OCC Will Still Affect You
Here’s a piece of advice – the regulators follow one another for best practices and ideas just like your financial institution watches its peers. Truly, they do. We all keep up with best practices and common pitfalls – so why wouldn’t you expect the regulatory authorities to do so?
How do I know?
Here's a few examples from personal experience:
1. In most of my presentations, I end with an appendix of relevant third party guidance that includes many of the different regulators – I first saw the slides, which I’ve updated numerous times over the years, in an FDIC presentation.

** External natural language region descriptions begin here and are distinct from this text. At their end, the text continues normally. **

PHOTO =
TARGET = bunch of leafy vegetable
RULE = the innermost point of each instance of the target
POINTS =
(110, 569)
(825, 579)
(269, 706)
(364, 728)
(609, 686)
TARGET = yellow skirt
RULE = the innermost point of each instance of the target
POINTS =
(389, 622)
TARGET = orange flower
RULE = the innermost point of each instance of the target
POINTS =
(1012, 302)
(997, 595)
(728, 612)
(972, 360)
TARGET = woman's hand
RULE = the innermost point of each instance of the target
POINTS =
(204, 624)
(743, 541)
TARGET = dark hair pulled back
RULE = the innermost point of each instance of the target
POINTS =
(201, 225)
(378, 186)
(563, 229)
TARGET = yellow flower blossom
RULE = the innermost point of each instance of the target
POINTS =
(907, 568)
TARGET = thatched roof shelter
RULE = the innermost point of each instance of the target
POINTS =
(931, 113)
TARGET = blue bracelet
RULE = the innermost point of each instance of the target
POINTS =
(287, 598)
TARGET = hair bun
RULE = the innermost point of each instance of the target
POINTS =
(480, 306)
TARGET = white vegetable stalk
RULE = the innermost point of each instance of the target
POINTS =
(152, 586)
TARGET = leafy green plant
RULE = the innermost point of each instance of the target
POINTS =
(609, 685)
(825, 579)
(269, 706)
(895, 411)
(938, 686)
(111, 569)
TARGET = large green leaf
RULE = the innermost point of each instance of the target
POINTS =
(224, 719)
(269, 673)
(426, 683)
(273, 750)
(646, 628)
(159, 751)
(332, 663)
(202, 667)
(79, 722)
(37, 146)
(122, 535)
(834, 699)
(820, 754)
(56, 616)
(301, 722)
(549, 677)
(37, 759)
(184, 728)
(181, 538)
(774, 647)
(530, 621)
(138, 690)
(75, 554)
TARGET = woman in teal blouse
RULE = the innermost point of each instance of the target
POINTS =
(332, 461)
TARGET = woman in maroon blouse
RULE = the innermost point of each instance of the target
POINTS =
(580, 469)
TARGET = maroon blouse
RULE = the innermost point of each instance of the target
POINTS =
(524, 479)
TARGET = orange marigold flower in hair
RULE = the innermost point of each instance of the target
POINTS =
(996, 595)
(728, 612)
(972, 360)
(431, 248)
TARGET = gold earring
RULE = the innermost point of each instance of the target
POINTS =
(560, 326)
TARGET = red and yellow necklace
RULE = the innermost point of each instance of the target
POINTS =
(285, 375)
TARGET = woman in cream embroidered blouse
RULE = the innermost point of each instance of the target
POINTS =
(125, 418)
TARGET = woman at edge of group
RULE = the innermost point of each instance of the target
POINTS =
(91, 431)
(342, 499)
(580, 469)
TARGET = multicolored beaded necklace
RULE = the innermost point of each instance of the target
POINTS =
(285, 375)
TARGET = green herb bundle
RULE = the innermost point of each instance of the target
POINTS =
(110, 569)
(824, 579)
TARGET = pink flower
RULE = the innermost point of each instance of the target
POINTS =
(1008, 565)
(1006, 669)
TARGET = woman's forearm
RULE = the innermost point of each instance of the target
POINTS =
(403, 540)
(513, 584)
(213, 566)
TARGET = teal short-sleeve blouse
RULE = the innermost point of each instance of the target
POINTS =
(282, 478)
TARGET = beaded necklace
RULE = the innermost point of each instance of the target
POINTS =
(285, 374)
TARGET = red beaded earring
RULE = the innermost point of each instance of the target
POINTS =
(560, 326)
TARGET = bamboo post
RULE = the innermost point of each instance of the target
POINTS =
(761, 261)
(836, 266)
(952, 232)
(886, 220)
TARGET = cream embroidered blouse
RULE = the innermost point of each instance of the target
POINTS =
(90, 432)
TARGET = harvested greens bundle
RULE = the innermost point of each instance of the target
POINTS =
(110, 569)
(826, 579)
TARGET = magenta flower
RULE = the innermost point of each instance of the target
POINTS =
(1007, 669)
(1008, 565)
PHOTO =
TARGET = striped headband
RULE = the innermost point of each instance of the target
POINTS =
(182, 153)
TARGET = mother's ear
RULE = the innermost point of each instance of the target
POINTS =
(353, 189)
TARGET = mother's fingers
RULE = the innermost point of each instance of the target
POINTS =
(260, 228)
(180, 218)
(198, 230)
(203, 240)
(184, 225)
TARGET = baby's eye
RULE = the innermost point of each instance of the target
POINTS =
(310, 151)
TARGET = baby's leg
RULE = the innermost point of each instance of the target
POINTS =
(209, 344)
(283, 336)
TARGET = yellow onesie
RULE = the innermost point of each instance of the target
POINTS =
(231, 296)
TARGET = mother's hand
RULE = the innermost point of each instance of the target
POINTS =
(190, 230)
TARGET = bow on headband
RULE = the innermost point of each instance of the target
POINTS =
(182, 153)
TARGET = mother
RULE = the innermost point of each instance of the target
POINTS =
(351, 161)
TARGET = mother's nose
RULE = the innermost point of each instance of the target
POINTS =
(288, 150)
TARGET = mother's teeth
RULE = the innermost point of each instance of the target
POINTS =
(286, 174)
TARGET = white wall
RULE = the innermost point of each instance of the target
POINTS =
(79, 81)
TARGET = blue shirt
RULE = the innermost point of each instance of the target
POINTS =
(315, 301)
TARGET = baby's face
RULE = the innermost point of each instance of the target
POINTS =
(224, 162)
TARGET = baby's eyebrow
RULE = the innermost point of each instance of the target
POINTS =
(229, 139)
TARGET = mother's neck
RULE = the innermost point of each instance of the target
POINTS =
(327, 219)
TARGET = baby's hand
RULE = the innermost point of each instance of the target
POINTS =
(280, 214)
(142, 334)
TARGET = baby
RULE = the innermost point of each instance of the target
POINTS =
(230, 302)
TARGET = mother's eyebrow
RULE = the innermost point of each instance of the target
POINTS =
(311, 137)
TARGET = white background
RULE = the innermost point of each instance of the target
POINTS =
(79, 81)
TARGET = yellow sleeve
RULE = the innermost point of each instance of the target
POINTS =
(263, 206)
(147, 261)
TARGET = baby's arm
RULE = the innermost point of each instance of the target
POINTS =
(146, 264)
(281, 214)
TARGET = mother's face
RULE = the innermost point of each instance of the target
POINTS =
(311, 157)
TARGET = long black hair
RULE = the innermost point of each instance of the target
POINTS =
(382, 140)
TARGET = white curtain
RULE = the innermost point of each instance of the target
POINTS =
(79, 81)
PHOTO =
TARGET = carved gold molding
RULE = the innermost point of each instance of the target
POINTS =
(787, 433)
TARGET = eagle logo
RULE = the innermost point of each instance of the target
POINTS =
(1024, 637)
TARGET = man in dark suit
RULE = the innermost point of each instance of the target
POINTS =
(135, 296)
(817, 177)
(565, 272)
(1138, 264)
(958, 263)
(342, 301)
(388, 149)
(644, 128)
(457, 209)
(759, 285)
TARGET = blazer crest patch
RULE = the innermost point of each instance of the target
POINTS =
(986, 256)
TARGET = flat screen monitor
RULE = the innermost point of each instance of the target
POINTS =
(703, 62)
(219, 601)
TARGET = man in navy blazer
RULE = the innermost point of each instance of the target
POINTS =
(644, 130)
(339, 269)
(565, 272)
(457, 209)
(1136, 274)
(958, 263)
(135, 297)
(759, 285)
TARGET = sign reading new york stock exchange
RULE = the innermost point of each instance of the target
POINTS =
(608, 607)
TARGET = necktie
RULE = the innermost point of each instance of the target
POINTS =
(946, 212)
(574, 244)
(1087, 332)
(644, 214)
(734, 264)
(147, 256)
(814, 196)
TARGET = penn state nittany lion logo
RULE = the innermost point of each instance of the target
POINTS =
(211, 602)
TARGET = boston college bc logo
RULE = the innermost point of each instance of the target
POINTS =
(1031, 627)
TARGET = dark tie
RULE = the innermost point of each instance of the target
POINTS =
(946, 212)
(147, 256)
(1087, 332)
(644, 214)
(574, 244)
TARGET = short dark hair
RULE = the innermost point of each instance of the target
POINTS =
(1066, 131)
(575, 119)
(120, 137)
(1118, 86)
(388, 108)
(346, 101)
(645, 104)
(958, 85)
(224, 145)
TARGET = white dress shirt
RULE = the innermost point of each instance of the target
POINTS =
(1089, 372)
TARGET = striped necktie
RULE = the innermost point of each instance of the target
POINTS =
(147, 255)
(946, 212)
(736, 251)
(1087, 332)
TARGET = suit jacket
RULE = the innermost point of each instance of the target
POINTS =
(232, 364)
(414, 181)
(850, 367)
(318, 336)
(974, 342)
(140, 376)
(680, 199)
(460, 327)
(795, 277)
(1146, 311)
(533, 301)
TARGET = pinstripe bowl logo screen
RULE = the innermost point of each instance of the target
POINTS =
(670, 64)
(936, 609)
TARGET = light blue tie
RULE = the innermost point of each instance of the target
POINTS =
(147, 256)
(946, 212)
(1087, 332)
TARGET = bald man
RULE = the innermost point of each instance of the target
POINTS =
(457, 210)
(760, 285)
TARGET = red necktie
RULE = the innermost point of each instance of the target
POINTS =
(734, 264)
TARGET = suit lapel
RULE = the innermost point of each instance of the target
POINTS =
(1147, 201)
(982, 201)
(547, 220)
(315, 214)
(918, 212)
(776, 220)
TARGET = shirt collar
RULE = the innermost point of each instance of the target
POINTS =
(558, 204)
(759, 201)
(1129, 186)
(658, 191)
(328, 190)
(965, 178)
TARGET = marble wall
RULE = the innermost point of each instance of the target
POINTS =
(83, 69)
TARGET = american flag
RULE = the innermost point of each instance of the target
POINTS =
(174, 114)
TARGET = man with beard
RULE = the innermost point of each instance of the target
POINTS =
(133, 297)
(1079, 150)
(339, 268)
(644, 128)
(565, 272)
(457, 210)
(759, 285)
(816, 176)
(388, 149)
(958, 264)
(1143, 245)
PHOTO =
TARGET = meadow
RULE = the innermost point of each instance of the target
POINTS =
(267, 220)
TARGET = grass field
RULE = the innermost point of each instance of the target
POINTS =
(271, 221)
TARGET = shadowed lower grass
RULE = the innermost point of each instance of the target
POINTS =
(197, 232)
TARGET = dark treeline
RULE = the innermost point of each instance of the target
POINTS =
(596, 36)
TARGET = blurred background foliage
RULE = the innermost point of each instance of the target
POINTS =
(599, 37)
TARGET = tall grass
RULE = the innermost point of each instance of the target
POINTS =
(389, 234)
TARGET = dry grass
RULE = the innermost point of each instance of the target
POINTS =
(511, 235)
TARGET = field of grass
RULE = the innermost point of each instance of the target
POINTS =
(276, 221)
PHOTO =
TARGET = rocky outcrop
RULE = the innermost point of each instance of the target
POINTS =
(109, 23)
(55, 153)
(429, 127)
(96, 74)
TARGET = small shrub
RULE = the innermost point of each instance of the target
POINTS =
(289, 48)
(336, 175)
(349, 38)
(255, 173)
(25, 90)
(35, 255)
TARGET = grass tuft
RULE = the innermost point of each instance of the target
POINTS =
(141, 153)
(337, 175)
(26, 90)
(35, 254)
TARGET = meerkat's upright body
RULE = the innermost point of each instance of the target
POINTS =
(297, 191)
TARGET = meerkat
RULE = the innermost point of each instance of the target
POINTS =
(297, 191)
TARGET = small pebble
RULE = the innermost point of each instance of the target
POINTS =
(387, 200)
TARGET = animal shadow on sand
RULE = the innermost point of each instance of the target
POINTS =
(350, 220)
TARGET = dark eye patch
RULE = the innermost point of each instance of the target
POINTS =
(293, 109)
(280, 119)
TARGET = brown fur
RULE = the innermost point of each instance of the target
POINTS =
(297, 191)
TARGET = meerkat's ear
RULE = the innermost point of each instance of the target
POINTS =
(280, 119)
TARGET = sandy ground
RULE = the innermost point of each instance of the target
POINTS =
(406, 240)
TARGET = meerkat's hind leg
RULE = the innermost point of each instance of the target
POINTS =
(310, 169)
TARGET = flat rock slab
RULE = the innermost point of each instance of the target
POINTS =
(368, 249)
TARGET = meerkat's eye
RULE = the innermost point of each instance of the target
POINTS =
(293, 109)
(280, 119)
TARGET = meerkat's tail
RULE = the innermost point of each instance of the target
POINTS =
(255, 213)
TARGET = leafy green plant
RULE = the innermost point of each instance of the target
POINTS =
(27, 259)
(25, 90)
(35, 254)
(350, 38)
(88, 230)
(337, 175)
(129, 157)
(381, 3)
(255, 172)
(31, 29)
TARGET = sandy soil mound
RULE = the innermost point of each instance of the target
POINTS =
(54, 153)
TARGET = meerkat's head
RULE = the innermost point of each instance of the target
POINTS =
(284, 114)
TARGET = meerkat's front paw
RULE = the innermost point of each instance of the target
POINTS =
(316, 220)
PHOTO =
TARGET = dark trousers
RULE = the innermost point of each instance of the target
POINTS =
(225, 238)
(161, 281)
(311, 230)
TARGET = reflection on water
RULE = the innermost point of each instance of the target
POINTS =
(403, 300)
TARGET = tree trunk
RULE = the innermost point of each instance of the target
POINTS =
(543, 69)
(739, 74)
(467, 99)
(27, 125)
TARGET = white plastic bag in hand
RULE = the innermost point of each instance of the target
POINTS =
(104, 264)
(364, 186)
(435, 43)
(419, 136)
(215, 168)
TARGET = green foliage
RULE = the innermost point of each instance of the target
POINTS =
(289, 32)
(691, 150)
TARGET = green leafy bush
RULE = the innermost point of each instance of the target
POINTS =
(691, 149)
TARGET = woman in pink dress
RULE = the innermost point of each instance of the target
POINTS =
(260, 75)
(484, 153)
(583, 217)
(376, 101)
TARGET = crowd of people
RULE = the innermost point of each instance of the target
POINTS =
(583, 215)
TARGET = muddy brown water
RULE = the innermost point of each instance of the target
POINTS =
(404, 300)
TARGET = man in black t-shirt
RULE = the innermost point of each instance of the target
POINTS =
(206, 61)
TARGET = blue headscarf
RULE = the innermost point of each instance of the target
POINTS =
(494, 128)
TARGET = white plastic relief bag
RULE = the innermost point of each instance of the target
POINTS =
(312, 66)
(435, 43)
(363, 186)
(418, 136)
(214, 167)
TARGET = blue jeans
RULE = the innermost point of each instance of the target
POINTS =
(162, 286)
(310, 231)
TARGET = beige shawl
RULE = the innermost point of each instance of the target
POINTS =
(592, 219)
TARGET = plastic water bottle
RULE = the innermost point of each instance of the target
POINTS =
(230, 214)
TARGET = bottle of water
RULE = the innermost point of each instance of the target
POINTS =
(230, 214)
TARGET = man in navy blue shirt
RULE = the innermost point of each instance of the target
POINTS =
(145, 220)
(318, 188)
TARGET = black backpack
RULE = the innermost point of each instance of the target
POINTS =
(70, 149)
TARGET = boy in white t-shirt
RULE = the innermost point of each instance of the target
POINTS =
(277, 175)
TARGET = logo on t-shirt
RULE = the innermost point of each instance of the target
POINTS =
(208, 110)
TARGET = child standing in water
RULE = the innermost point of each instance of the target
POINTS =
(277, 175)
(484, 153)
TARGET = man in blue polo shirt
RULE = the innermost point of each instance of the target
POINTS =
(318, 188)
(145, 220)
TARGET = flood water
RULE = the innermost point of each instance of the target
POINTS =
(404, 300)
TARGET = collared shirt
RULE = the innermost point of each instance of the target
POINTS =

2. When the guidance that is generally considered the gold standard for third party risk management came out – OCC Bulletin 2013-29 – it generated a lot of buzz among my regulator friends at the FDIC.
3. At the ABA Risk Management Conference in San Diego in the summer of 2016, I saw the well known “lifecycle” diagram from Bulletin 2013-29 in two different presentations, yet neither of the people who put that slide up were from an OCC regulated institution or the OCC.
4. OCC Bulletin 2017-7 has generated a lot of buzz in the industry. That's because...effectively, it takes the requirements laid out in OCC Bulletin 2013-29 and codifies them into supplemental examination procedures. These procedures will help everyone.
Listening to ALL Regulators Will Save You
Keeping tabs on the best ideas is always a good move – if you know your program is good enough to pass the most stringent guidance, you know your institution will be safe. And, bonus - you’ll be surpassing your examiners’ expectations ...hopefully. It'll create some strategic advantages for you.